Durante los 9 capítulos de la serie, se tratan temas como la corrupción, el tráfico de órganos, la lealtad o la ética. No obstante, el tema principal que está detrás de toda la serie es la desigualdad social y la falta de oportunidades, dado que son éstas las que llevan a un total de 456 participantes a arriesgar sus vidas y a actuar como salvajes por cientos de miles de millones de wones, tanto durante los juegos, como durante la convivencia.

No os engañamos si os decimos que la factura técnica de “El juego del calamar” es francamente brillante.
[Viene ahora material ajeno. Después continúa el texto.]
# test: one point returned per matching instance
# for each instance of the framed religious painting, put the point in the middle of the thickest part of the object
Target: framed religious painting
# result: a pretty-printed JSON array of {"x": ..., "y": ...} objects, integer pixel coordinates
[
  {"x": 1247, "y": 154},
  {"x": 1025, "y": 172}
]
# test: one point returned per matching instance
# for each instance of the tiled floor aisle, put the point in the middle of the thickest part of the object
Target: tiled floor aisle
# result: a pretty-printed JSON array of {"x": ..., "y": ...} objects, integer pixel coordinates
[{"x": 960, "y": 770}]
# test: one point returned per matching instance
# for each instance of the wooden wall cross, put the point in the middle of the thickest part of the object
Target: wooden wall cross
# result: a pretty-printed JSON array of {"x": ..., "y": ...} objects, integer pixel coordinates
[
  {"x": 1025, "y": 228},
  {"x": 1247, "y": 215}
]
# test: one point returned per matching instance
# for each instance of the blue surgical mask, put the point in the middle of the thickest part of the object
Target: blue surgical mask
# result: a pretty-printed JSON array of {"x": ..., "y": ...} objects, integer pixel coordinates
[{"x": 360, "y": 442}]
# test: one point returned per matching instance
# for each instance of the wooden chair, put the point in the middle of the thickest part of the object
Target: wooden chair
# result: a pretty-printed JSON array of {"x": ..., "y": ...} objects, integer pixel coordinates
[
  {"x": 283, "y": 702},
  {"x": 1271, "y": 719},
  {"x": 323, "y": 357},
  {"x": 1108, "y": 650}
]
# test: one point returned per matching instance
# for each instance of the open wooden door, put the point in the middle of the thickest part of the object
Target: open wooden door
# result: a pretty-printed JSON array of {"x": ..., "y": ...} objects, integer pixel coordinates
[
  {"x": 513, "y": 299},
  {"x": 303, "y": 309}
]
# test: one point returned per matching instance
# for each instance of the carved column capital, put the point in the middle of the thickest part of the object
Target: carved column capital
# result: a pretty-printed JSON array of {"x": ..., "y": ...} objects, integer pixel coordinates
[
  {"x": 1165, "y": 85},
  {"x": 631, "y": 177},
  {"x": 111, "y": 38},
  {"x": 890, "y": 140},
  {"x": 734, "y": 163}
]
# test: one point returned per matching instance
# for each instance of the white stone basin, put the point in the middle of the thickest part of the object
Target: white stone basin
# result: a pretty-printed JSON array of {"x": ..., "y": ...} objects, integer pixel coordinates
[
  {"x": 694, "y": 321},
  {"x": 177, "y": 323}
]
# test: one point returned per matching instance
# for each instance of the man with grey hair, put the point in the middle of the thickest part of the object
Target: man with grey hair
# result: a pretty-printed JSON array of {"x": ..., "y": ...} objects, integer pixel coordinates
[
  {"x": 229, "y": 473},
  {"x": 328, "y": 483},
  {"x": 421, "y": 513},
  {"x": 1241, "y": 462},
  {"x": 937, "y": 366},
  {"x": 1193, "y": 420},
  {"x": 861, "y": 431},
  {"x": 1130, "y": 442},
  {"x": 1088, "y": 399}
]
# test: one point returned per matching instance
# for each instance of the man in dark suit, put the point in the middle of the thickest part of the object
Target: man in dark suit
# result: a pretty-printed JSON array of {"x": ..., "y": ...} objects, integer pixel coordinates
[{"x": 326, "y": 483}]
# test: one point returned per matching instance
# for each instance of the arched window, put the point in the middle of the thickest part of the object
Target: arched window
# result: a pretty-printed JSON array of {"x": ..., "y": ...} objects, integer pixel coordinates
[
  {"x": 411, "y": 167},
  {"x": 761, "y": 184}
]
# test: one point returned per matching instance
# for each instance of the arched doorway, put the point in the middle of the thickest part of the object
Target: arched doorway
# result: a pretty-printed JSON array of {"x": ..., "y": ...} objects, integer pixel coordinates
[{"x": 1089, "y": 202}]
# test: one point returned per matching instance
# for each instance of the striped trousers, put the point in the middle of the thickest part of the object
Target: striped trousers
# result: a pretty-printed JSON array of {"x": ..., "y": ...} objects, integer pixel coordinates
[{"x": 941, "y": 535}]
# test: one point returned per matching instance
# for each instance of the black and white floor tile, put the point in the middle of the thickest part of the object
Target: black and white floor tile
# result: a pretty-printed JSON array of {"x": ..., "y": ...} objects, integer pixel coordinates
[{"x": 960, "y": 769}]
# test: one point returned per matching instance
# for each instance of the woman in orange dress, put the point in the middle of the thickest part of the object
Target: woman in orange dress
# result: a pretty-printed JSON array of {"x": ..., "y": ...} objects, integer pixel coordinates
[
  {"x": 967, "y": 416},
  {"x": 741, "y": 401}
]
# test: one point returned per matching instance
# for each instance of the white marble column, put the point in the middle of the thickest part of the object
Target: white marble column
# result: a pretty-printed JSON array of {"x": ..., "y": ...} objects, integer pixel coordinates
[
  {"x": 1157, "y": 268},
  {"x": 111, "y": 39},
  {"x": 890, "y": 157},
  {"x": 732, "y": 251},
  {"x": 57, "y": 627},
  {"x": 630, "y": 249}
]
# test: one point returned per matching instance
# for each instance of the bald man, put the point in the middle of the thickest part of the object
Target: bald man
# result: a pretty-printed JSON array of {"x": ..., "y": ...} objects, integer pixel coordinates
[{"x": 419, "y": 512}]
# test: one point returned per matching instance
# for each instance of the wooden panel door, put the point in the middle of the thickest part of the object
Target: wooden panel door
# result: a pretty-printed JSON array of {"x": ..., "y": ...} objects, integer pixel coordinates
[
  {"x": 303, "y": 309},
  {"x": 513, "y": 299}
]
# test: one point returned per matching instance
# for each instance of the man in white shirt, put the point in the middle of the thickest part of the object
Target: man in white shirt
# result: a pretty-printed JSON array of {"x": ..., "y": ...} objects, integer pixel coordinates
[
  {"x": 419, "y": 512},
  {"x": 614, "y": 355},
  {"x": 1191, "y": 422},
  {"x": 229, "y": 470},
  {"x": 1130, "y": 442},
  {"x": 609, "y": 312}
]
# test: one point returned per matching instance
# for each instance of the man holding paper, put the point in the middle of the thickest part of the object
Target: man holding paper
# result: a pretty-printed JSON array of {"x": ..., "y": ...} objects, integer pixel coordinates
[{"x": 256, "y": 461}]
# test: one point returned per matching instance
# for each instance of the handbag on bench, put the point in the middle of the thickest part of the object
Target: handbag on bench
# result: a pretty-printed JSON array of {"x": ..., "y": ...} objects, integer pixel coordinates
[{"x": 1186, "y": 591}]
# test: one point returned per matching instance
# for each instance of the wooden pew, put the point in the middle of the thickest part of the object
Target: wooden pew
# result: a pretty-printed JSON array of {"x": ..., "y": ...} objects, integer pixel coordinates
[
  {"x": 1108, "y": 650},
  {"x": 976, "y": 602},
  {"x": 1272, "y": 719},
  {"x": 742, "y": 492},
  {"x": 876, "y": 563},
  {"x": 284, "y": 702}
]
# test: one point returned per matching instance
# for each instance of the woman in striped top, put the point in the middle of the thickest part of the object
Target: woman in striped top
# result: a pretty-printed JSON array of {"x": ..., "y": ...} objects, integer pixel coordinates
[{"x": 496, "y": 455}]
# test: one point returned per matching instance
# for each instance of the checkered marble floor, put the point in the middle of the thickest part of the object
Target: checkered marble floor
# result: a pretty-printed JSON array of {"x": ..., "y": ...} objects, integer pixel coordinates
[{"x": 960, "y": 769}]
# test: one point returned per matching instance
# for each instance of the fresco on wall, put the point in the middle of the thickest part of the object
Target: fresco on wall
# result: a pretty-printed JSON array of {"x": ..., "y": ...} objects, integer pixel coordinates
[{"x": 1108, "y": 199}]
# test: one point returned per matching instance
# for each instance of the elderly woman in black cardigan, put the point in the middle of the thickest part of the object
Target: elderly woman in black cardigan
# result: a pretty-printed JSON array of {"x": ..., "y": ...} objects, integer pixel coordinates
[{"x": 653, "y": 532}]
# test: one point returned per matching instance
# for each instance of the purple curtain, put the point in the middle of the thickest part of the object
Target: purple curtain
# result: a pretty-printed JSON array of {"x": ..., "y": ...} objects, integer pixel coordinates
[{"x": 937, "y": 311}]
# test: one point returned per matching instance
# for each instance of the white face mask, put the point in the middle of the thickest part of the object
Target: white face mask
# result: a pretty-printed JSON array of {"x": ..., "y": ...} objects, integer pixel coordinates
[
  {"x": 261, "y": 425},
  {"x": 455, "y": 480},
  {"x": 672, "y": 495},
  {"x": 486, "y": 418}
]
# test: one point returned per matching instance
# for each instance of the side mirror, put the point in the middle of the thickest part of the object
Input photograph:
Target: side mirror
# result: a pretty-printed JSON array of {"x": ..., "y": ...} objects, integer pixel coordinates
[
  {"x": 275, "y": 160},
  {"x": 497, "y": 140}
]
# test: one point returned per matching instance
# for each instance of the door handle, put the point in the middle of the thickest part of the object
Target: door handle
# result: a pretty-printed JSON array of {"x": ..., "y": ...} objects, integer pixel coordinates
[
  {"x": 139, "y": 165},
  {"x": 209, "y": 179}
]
Tampoco lo hacemos si os decimos que es una muy buena serie, que está fantásticamente interpretada y que, a pesar de las incoherencias que presenta (la principal, la desaparición de casi 500 personas por edición –y llevan más de 15- a las que nadie parece reclamar ni echar de menos), es una serie que llama la atención por poner al ser humano frente a un espejo que nos presenta nuestra peor cara.

Con todo, sí que os engañaríamos si os dijésemos que "El juego del calamar" es una serie para todos los públicos, dado que es, con diferencia, el producto de ficción más duro que hemos visto en muchos años. Y lo es tanto por su argumento (difícil de comprender por todos los menores que, inexplicablemente, la están viendo o han visto ya) como por su contenido extremadamente violento y que, en ocasiones, se recrea mostrando imágenes como cráneos reventados, balazos, violentas reyertas entre los participantes, asesinatos a sangre fría o, incluso, incineraciones de cuerpos aún con vida.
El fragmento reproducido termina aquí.